In connection with this, it is interesting to mention Moschetti’s article again that published a study where 40 patients, on the day of arthroplasty surgery, underwent joint arthrocentesis and biopsy sampling for NGS analysis; the result showed that, in 30% of the patients, at least one microorganism was present in the intra-articular space, and of these patients, 75% showed several microorganisms simultaneously [18].

Several studies confirm that antibiotics have a great negative impact on the intestinal microbiota and thus on the patient’s immune capacity; this process is, however, reversible, with a rapid but partial recovery observed 2 weeks after stopping antibiotics.
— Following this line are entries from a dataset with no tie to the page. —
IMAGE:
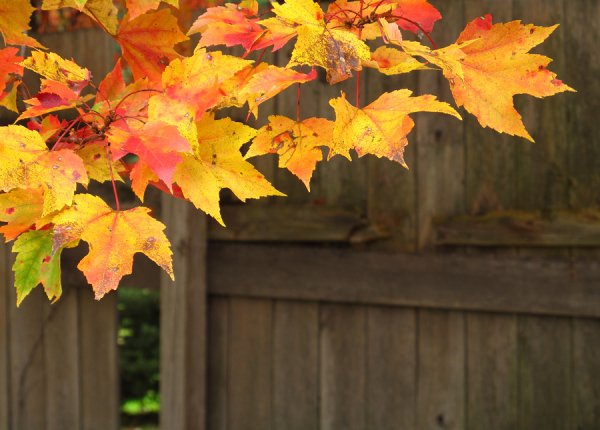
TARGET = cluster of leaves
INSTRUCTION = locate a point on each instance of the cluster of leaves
(160, 129)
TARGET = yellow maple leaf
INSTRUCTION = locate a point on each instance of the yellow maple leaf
(14, 22)
(298, 144)
(336, 50)
(52, 66)
(381, 127)
(27, 163)
(114, 237)
(217, 164)
(104, 12)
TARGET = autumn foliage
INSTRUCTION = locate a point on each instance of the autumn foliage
(156, 119)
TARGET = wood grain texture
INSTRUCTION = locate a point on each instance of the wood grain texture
(581, 44)
(391, 368)
(61, 360)
(586, 374)
(250, 364)
(183, 320)
(217, 364)
(296, 366)
(545, 373)
(515, 285)
(562, 229)
(28, 373)
(441, 373)
(492, 376)
(99, 361)
(343, 363)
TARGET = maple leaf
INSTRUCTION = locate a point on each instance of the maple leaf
(217, 164)
(497, 65)
(11, 73)
(96, 163)
(148, 43)
(124, 100)
(157, 145)
(21, 209)
(390, 61)
(266, 82)
(191, 87)
(298, 144)
(335, 50)
(14, 23)
(55, 68)
(114, 237)
(136, 8)
(36, 264)
(381, 127)
(27, 163)
(228, 25)
(104, 12)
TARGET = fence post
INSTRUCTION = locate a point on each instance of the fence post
(183, 320)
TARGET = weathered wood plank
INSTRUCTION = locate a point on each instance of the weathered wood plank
(343, 362)
(28, 373)
(250, 364)
(440, 164)
(441, 370)
(61, 359)
(492, 377)
(586, 374)
(391, 368)
(183, 320)
(520, 228)
(296, 366)
(581, 43)
(5, 305)
(217, 364)
(489, 157)
(99, 361)
(454, 282)
(292, 223)
(545, 373)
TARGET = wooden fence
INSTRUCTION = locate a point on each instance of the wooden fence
(462, 294)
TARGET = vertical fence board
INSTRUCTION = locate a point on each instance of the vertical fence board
(217, 376)
(542, 168)
(343, 364)
(586, 377)
(441, 372)
(491, 372)
(250, 364)
(296, 366)
(544, 373)
(440, 145)
(28, 384)
(61, 348)
(391, 369)
(99, 361)
(5, 305)
(582, 32)
(183, 320)
(490, 157)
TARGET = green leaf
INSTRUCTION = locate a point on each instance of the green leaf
(36, 264)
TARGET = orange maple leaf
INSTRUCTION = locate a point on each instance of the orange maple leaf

It is therefore essential to minimize antibiotic use, preferably by using in situ antibiotics or using antibiotics with a narrow spectrum to limit the impact on homeostasis.
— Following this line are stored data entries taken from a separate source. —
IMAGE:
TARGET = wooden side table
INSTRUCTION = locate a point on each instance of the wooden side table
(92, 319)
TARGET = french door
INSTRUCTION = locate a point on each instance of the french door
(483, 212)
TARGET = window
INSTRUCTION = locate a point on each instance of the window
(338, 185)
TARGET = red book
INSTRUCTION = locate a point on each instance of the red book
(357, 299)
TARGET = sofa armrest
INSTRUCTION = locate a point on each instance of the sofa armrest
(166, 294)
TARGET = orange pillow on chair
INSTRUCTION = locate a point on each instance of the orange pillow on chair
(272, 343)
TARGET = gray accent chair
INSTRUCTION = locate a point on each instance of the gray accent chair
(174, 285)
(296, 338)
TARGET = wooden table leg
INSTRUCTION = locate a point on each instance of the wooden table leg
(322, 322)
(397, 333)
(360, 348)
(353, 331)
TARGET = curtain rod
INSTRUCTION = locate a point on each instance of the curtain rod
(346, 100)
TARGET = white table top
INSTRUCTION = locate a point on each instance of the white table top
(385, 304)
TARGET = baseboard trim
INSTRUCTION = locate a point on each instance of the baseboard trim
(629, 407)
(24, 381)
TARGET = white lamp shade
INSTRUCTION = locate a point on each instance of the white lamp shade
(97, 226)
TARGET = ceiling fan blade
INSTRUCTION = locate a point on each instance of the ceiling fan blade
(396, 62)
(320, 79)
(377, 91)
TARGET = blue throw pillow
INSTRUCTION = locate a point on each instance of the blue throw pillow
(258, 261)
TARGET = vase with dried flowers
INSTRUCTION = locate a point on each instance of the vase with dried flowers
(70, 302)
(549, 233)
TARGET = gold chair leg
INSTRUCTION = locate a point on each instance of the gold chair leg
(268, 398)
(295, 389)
However, in many infections, antibiotics cannot be substituted, and long-term high-dose systemic treatment is mandatory to cure patients; in these situations, probiotic-based drug therapy, to counteract the deleterious effects of such treatments, could be important, especially in elderly patients and those with other chronic diseases.

Nowadays, microbiota transplantation is the only decisive treatment that allows for the grafting of a complex ecosystem with proven functional benefits; it consists of transferring the fecal microbial ecosystem of a healthy donor to a recipient to restore intestinal homeostasis. The human gut microbiome, represented by trillions of microorganisms colonized in the human gut, is a major contributor to human metabolism and health; the microbiota localized in the gastrointestinal tract is capable of performing multiple roles for the human host, including nutritional, physiological, and immunological functions.

It is therefore closely linked to the body’s ability to react/resist to periprosthetic infections. Historically, gut microbiome studies have been restricted due to the difficulties in culturing many of these gut microbial species in laboratory conditions.

The development of metagenomics based on NGS has made it possible to avoid the traditional bias of culture dependence and has significantly extended our understanding of the composition, diversity and role of the gut microbiome in human health and disease [21,22,24].

Therefore, several recent preclinical laboratory studies have supported a close relationship between pathogens and the immune system, but confirmation of this phenomenon in vivo remains unproven.

6. Conclusions

Periprosthetic infections represent one of the main challenges in orthopedics, leading to a huge healthcare cost and impacting heavily on patients’ quality of life.

Many research efforts have improved treatment, prevention and, above all, diagnosis. Indeed, one of the main problems in the correct diagnosis and treatment of a periprosthetic infection is represented by the accurate identification of the responsible agent.

In recent years, scientific research has developed NGS technologies that guarantee rapid, reliable identification of the responsible pathogen and also independent of antibiotic therapy. NGS is a rapid method of parallel sequencing of deoxyribonucleic acid; the technique can be particularly useful when there is a strong clinical suspicion of PJI despite the culture examination or other diagnostic tests being negative. The sensitivity and specificity of mNGS are high, their potential is enormous, and in recent years, they have increasingly played a major role [28].

These modern technologies cannot, however, exclude “traditional” techniques; on the contrary, they require their “alliance”. Indeed, the combination of mNGS with classical microbiological techniques for bacterial identification thus leads to an ideal optimization of the diagnosis and treatment of periprosthetic infections.

The connection between intestinal microbiota and periprosthetic infection has recently been postulated, a pioneering topic that could revolutionize current notions and improve our prevention and treatment capabilities.

The possible implications are not yet fully known and probably not even foreseeable, but it will certainly change our future approach to this crucial topic.

Despite the progress that research has already made, randomized and multicenter studies are needed to improve the surgeon’s knowledge of these innovative technologies.